Tuesday, July 13, 2010

Can I just say....

I LOVE my pregnancy boobs. Honestly, it's the best part of being pregnant. They are getting fuller because they are getting ready to produce milk which means they aren't saggy and awful anymore. It's refreshing to me to actually like a body part that I've never particularly cared for. I'm so used to disliking most of my body parts so it feels good to actually like something for a change. I wish I could apply that to my expanding belly.

Yesterday was a fantastic day for me! I had a GREAT work out and a very healthy day of eating. When I was working out, for a split second, I felt like I felt before I was pregnant. Like I could do anything. I think I've broken through my cautiousness about working out while pregnant. I worked up a really good sweat and felt great when I was done.

As of yesterday I have managed to maintain my weight this past week. As of this morning, I have actually lost a half a pound. I am eating just as much food (so don't worry that I am starving my baby) I'm just making healthier choices. I have also banned sugar from my diet until after dinner. I might have ONE piece of fruit with lunch (an apple with my sandwich yesterday) but that is better than a handful of chips.

I think at this point my OB has motivated me. I was pretty humiliated when he told me at my last appointment that I had gained 7 pounds in the past month and needed to really watch it. I knew it was bad. I weighed myself before I left. I was still pretty humiliated that someone had to verbally tell me that. Instead of being angry at him, I have turned it into motivation to NOT gain 7 pounds this month. I did not go home and eat a bag of M&M's to make myself feel better. I started planning how I could avoid gaining weight.

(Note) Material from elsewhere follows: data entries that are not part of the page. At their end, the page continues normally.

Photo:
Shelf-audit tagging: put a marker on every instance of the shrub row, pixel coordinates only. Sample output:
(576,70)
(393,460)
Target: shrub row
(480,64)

Which bring me to another subject. Have you read the blog "Banks Lee and the 3 clicks?" I started reading it after Yahoo did a story on him. Apparently he went to the new Harry Potter park and could not fit into a seat for a new ride. Instead of getting mad, he has gone on a diet and has a goal to ride the ride by the end of the year. I think it's great that instead of getting mad at Universal, he's used this as motivation to lose weight and is trying to inspire others along the way. It's a good lesson to not blame others for our own actions. We put ourselves in the position we are in. Nobody held a gun to my head and forced me to eat "junk" food. I did that all by myself and now I have to get myself out of this mess. For the first time in a long time I feel like I can do it.....

1 comment:

  1. Best post ever! You love part of your body, you're eating healthy, exercising, determine not to gain 7 pound this month. You go girl!

    I'll have to check Banks Lee blog. Sounds like a good one.